Patient Story
Heart Transplant: Wilfre's Story
Patient Story Highlights
- Wilfre was admitted to the Emergency Center at Johns Hopkins all Children's Hospital and put on ECMO life support.
- The Heart Institute and Heart Transplant Program were key in helping him get a match for a new heart.
- Wilfre has monthly follow-up visits to the Pediatric Heart Transplant Program clinic.
It was a dream come true for 15-year-old Wilfre: making the varsity soccer team as a freshman last fall.
But just over a year ago, that hope was looking bleak for the soccer star. His life was on the line.
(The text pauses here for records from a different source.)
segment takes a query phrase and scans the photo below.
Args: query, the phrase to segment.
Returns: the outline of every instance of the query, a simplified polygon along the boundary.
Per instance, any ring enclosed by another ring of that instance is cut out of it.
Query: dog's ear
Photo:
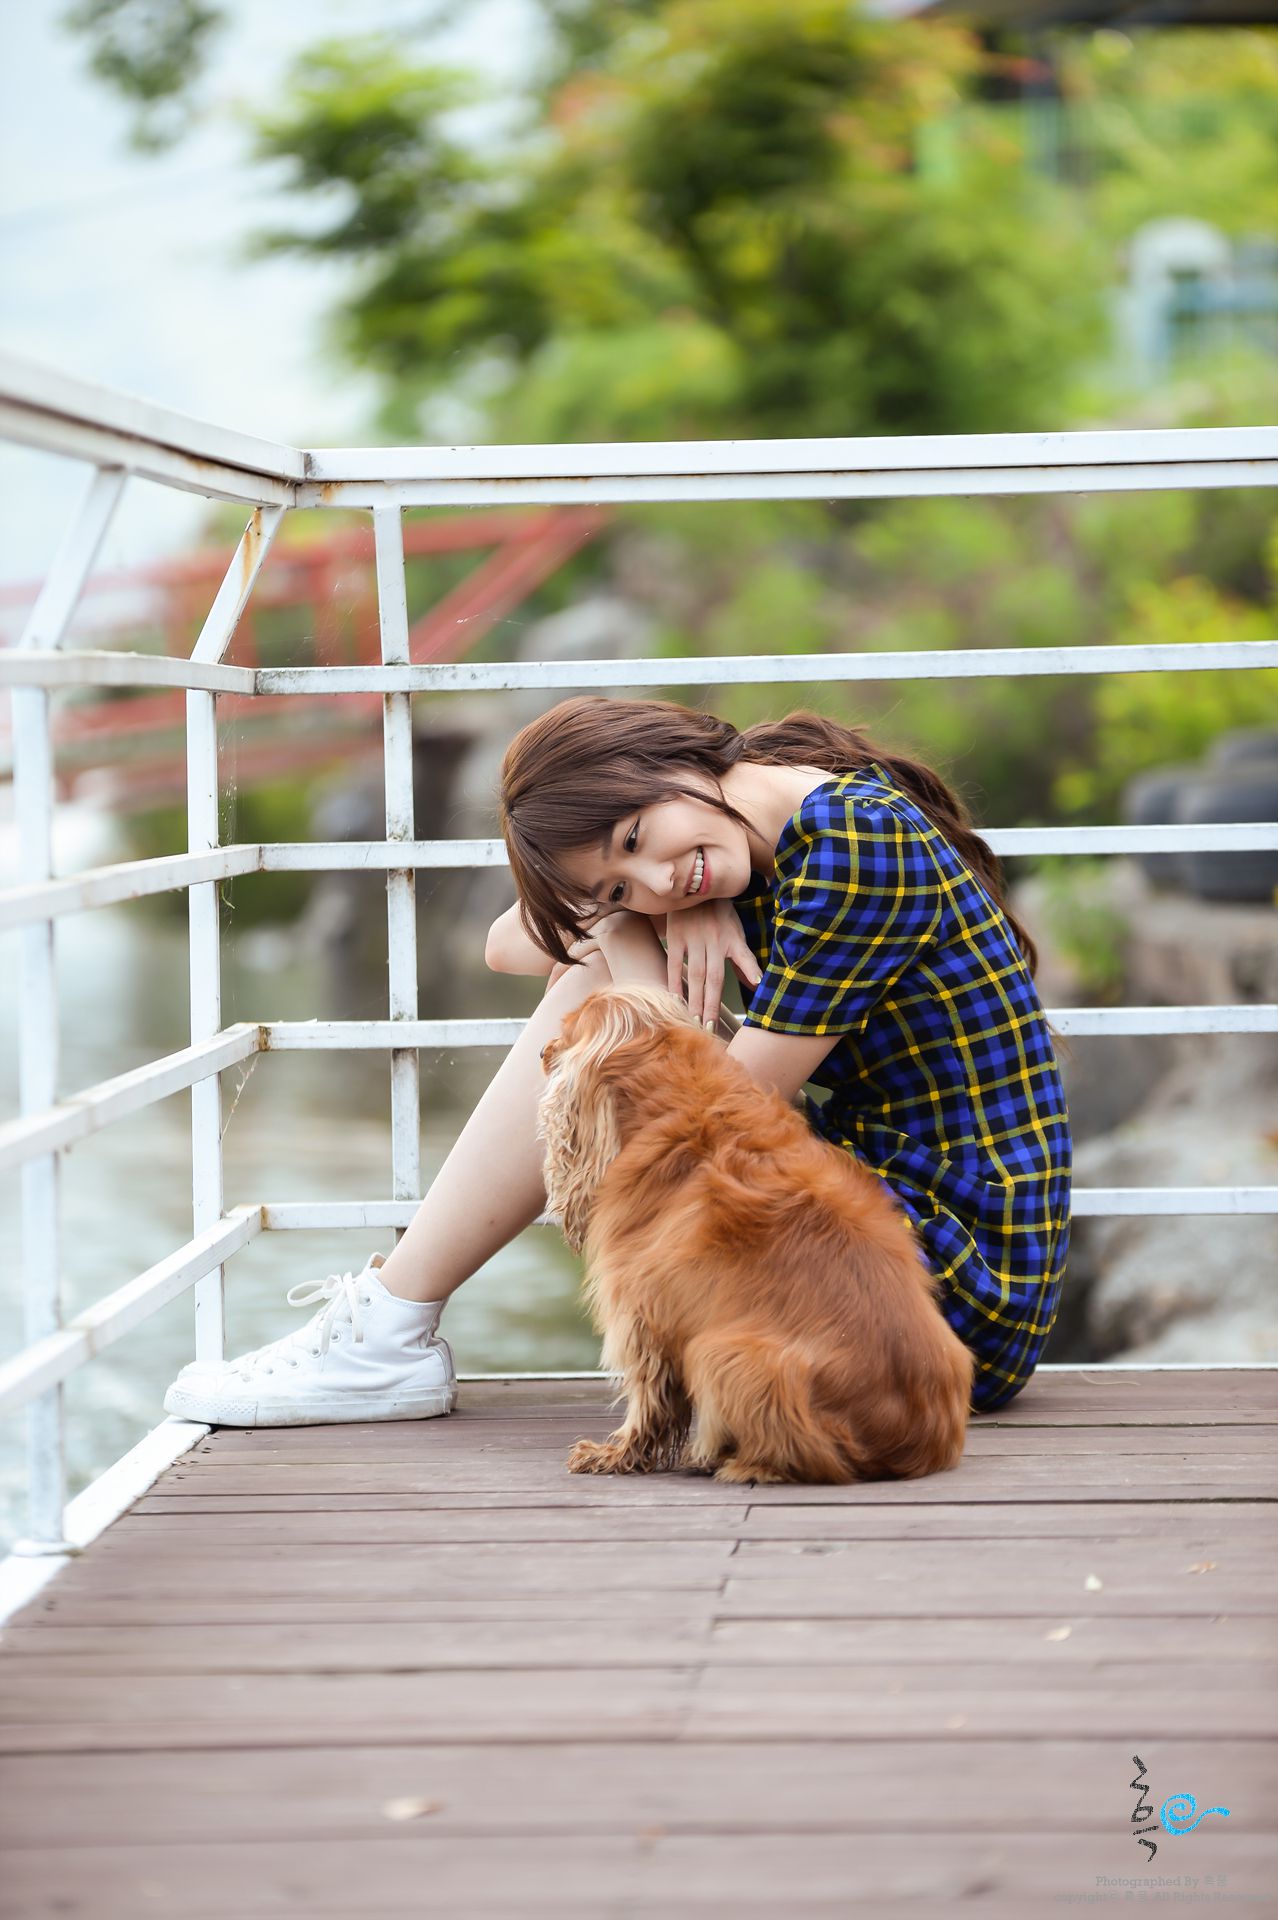
[[[651,1102],[663,1071],[659,1036],[697,1023],[665,989],[607,986],[576,1009],[571,1041],[561,1039],[538,1107],[546,1141],[546,1195],[564,1238],[580,1252],[595,1195],[623,1145],[631,1108]]]
[[[546,1142],[546,1205],[558,1214],[564,1238],[580,1253],[595,1195],[621,1151],[616,1094],[593,1048],[569,1049],[537,1109]]]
A week before Christmas of 2020, the Pinellas Park teen entered the Emergency Center at Johns Hopkins All Children's Hospital. The seemingly healthy 15-year-old took a turn for the worse and suddenly needed the most aggressive form of life support called extracorporeal membrane oxygenation (ECMO).
His heart was failing him. Time was of the essence.
“I couldn’t breathe well. I had been throwing up and had diarrhea,” recalls Wilfre. “I was really sick.”
Meagan King, R.N., and Daren D. Coleman, a pediatric paramedic, immediately noted an elevated and rapid heart rate with an abnormal rhythm, low temperature and rapid breathing.
That prompted Danielle Hirsch, M.D., an emergency medicine physician in the Johns Hopkins All Children’s Hospital Emergency Center (EC) on duty that day, to order a chest X-ray and an electrocardiogram (EKG).
“The results showed his heart was big and it was not functioning normally,” Hirsch says. “His vital signs were becoming more unstable.”
He went into cardiac arrest for two minutes. The EC team stabilized his heart rhythm, while the pediatric cardiology team and cardiovascular intensive care unit (CVICU) teams were on standby to work hand-in-hand in Wilfre’s care. Cardiac surgeons swiftly placed Wilfre on ECMO to keep him alive.
“It felt like the world stopped — the moment was very terrible for me,” says Wilfre’s mom, Maria.
He wasn’t out of the woods yet, but the CVICU team, under the direction of cardiac surgeon James Quintessenza, M.D. now had him under their care and watchful eye.
“The walls get thin and the heart chambers enlarge. That’s a function of deterioration of the heart,” explains Quintessenza, who is co-director of the Johns Hopkins All Children’s Heart Institute. “It looked like it had been going for days, weeks, maybe months, but Wilfre hit a critical point where his heart just couldn’t keep up.”
Wilfre was converted from ECMO to an artificial pump to support his left ventricle, which was the identified problem area. He stayed on this for 10 days and received an echocardiogram every other day in which the pump was turned off to see how his heart was functioning by itself. It was a waiting game to see if his heart would bounce back.
“We gave that heart a good chance of getting better, but it just never quite looked like it was going to,” Quintessenza says. “But all of the parts of the Heart Institute and heart transplant program were in place. There’s a whole village involved.”
Within four days, Wilfre had a match. On Jan. 6, 2021, after about four hours in the operating room, Wilfre had his new heart and a second chance at life. A few days later, he was passing a soccer ball in the hallway of the CVICU with the very doctors who saved his life.
“It was truly incredible to see him kicking the soccer ball a few weeks after he was literally a heartbeat away from not being with us,” says Quintessenza.
Today, Wilfre is doing great with no symptoms and is back on the soccer field playing varsity soccer at Dixie Hollins High School. The sport has been his passion since he was 7 years old, and it’s a big part of his life.
Currently, Wilfre has monthly follow-up visits to the Pediatric Heart Transplant Program clinic with Alfred Asante-Korang, M.D., FACC, a pediatric cardiologist who has cared for patients post-heart transplant for more than 20 years. Heart transplants involve lifelong follow-up care, but in time, the appointments become less frequent.
“Wilfre is the perfect transplant patient who takes his transplant medications without fail, and he is now only taking four medications,” Asante-Korang says. “The entire transplant team loves him, and he brings joy to our faces when we see him.”
As for the Emergency Center team of physicians, nurses, paramedics, residents, pharmacists who sprang into action as Wilfre stepped through the door, they are overjoyed to see him running on the soccer field again.
“Wilfre is a kid that I will never forget,” Hirsch says. “He is truly an amazing individual who has overcome great obstacles, and I hope he continues to do amazing things in his future knowing he can overcome anything after what he experienced.”
Wilfre will soon have a cardiac catheterization and biopsy, and if he continues on his current trajectory, his heart is expected to last well into mid-adulthood.
“I am happy to be alive with a brand-new heart,” Wilfre says.